At the moment I have begun a series titled A MI VIDA (TO MY VIDA). Each piece that composes the series, sports my 7-year-old daughter’s features. I got pregnant at 48 and gave birth to a child we named Vida (Life), she has added to my life experience and fed my work in ways I never expected. The idea of creating these intimate works sprouted from the realization that I may have tons of photos of her, but once she is gone to follow her path, my arms will be left empty. I, therefore, wish to give myself a chance to embrace her always one time more, once she leaves the nest, if only to her effigy.
But A MI VIDA is not only a capricious creation of a dramatic mother. The pieces also aim to raise awareness about the difficult times Latin American immigrants are facing today when following the path of so many others before them, who came to the United States with hopes of a better life. Each piece aims to become a symbolic representation of every immigrant child out there, isolated and scared, trapped in federal detention centers throughout the country. They are deprived of all demonstration of love and sense of safety and remain betrayed by our society, that fails to embrace them and claim for their lives. A MI VIDA is a denunciation of the outrageous treatment of their innocent lives, and it is an urgent request for empathy and protection. My terra-cotta pieces are meant to symbolize immigrant children for I am a first-generation immigrant, a minority with a child in my arms, who can’t understand the cruelty of separating children from their families, amidst a political and social environment every day more toxic and unsafe.
A MI VIDA consists of 15 (or more) small pieces of pre-Columbian inspiration, The pre- Columbian connotation implies the connection that exists between people like me, Westernized individuals from Latin America, and the land we left behind, where civilizations of varied cultural achievements and refined aesthetic developments are part of our history, alongside original communities who stubbornly survive five hundred years of genocide. This connection is often overlooked, assuming immigrants of latino origin are empty-handed newcomers, a-historic and unable of any contribution and therefore undeserving to become part of the cultural tapestry we imagine the United States is. The pieces aim to contribute somewhat to invest the Latin American immigrant presence with a cultural stand, hinting to the past-present that is part of our mix.
Presentation A MI VIDA is an exhibition/performance. Its components are:
a The ceramic pieces, on basinet/strollers: These pieces are created ideally to be carried in arms, and be transported around a space in basinet strollers. The ceramic sculptures are not to be placed on pedestals.
b A Sound Track that represents or symbolize the identity of immigrants from Latin America.The sound track will include voices of women asking two questions: “Will you protect my child?” and “Me ayudas a cuidarlo?”. It will be a collaborative project by Efrain Rozas and Kukuli Velarde.
c A choreographic score: The performance will be structured by Silvana Cardell, creator of SUPPER… PEOPLE IN THE MOVE and DISPOSABLE BODIES.

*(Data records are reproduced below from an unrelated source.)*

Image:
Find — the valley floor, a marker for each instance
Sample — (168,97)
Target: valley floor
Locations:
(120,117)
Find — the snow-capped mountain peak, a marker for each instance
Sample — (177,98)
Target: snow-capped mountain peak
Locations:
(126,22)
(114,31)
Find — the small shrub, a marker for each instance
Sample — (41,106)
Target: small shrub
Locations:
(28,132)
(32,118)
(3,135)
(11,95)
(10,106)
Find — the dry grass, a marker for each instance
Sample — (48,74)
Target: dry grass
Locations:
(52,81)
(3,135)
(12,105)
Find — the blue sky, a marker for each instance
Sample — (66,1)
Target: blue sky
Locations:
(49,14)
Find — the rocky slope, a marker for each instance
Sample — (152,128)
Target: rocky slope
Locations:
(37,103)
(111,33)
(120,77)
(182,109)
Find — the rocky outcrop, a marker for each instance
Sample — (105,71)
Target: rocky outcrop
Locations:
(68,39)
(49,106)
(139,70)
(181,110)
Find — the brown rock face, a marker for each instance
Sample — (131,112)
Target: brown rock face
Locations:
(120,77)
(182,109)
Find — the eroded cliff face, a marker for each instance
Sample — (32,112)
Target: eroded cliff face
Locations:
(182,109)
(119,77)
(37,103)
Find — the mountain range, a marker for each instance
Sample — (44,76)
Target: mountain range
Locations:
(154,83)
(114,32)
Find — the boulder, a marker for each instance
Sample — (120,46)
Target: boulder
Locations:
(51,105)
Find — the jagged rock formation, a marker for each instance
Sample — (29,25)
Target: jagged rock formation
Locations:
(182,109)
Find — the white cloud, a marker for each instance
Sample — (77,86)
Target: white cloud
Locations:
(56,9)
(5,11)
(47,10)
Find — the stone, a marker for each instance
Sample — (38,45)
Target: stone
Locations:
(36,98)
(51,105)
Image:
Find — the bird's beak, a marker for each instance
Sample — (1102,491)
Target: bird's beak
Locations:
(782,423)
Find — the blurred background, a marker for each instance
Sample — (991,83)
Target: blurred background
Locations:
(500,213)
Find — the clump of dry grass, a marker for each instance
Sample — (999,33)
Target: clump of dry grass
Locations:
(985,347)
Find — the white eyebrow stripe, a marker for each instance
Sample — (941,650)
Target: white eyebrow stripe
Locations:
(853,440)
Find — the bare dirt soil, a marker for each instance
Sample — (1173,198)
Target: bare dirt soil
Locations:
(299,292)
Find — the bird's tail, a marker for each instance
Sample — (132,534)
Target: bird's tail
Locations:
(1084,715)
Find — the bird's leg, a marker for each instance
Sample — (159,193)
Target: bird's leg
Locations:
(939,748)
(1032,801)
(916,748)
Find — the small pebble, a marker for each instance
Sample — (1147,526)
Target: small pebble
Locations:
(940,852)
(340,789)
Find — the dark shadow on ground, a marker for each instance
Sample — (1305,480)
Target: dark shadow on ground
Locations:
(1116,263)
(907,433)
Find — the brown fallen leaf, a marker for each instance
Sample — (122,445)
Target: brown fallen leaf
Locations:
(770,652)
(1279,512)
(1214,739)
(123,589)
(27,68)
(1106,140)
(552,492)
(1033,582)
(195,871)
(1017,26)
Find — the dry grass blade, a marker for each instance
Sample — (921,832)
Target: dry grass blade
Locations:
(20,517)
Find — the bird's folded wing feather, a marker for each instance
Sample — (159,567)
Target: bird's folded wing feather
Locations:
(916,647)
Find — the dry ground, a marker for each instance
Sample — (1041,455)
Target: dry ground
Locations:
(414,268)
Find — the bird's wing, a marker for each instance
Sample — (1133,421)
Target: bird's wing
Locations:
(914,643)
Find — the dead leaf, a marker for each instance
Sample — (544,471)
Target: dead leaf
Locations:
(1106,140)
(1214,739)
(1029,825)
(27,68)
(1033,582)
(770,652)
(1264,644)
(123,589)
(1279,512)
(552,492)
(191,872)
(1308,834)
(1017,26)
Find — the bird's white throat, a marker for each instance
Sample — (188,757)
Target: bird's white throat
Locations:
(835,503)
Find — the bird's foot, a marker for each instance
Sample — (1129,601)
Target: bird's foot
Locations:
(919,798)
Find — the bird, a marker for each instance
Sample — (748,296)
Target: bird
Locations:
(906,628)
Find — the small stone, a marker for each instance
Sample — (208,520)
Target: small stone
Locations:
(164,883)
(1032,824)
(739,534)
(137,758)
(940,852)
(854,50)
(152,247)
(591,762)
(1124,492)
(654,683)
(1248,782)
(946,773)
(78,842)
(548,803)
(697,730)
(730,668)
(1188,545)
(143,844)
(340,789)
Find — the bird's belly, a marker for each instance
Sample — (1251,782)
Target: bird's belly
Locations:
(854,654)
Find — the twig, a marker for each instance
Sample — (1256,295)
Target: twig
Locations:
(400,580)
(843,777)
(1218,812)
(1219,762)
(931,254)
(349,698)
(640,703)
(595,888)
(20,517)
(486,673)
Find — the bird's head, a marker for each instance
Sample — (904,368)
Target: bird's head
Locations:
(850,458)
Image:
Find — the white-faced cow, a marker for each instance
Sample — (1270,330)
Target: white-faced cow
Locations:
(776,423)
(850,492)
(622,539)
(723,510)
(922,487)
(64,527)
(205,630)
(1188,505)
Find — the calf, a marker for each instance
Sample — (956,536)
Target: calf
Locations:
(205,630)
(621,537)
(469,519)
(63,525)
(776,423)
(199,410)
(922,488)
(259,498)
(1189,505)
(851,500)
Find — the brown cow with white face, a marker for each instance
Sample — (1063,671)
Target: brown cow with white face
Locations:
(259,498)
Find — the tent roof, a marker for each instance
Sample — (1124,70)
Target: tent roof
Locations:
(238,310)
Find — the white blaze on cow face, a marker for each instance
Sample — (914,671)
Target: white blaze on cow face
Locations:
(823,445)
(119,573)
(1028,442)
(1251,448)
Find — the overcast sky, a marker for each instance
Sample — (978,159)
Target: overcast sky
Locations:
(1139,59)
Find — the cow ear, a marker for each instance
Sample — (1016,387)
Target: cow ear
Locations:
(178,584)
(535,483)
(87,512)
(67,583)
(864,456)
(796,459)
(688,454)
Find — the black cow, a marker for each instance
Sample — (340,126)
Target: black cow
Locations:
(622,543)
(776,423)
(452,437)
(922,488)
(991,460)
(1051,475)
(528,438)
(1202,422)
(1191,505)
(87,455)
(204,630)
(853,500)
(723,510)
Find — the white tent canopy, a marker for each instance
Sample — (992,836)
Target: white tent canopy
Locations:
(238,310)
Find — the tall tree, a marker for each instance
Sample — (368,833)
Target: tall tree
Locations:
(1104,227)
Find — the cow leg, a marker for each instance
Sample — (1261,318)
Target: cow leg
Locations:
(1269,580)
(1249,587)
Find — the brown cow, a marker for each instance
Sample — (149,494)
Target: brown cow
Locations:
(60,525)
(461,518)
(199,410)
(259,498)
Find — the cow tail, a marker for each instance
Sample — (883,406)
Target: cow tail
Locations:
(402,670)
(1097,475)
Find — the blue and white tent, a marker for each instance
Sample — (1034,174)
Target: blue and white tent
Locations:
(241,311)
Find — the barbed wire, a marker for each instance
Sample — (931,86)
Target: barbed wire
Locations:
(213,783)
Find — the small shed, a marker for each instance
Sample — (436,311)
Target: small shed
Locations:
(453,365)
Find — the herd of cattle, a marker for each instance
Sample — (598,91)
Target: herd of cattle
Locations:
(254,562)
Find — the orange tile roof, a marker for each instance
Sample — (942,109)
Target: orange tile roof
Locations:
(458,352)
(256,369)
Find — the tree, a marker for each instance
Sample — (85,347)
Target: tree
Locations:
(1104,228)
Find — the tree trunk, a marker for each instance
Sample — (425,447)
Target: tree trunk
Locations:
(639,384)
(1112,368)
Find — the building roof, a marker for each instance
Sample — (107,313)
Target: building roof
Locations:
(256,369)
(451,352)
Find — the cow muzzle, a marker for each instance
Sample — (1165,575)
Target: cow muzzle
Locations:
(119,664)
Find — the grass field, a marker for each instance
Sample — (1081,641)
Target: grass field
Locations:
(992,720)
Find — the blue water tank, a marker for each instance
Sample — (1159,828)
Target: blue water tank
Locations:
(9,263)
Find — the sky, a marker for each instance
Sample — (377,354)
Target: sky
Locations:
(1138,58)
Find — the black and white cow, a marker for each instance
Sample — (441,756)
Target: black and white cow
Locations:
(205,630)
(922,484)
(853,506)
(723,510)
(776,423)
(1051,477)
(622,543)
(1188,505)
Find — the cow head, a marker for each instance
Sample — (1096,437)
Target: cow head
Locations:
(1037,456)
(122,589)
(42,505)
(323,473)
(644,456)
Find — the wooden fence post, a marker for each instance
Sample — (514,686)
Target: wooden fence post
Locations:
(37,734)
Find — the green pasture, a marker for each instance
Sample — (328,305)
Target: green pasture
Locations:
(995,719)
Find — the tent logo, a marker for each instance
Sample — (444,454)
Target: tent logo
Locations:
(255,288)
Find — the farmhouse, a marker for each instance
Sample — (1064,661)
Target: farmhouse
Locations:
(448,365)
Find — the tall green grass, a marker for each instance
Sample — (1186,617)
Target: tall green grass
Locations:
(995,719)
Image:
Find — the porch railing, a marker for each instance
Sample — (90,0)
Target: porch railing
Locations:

d Performers in charge of each piece.
Each piece is carried on a basinet and “cared” by a performer, passing from their arms to the arms of the audience in continuous motion. The experience will give the audience the opportunity to “touch” a ceramic art work, fragile, and heavy, and momentarily “care” for it. The experience will become then, at that moment, the perfect metaphor of taking care of a child. precious, fragile, heavy to carry, yet deserving of the care, and furthermost, to be welcome and protected.
Lately, I draw a marker mural as part of my show The Complicit Eye (2018-2019) at Taller, in Philadelphia. Since I was present at my show daily, I kept one A MI VIDA piece with me and created simple and rather intimate one to one performances. The performances consisted in me offering my “child” to the public to hold for few minutes. I did it as a mute request for compassion and empathy, as a reminder that all children deserve protection, and as an act of faith in the person to whom I trusted the well being of my ceramic child, its survival. Offering the piece to the public is literally an act of hope.
A MI VIDA is a project that is at its beginning point, and I hope to have the chance to develop it fully.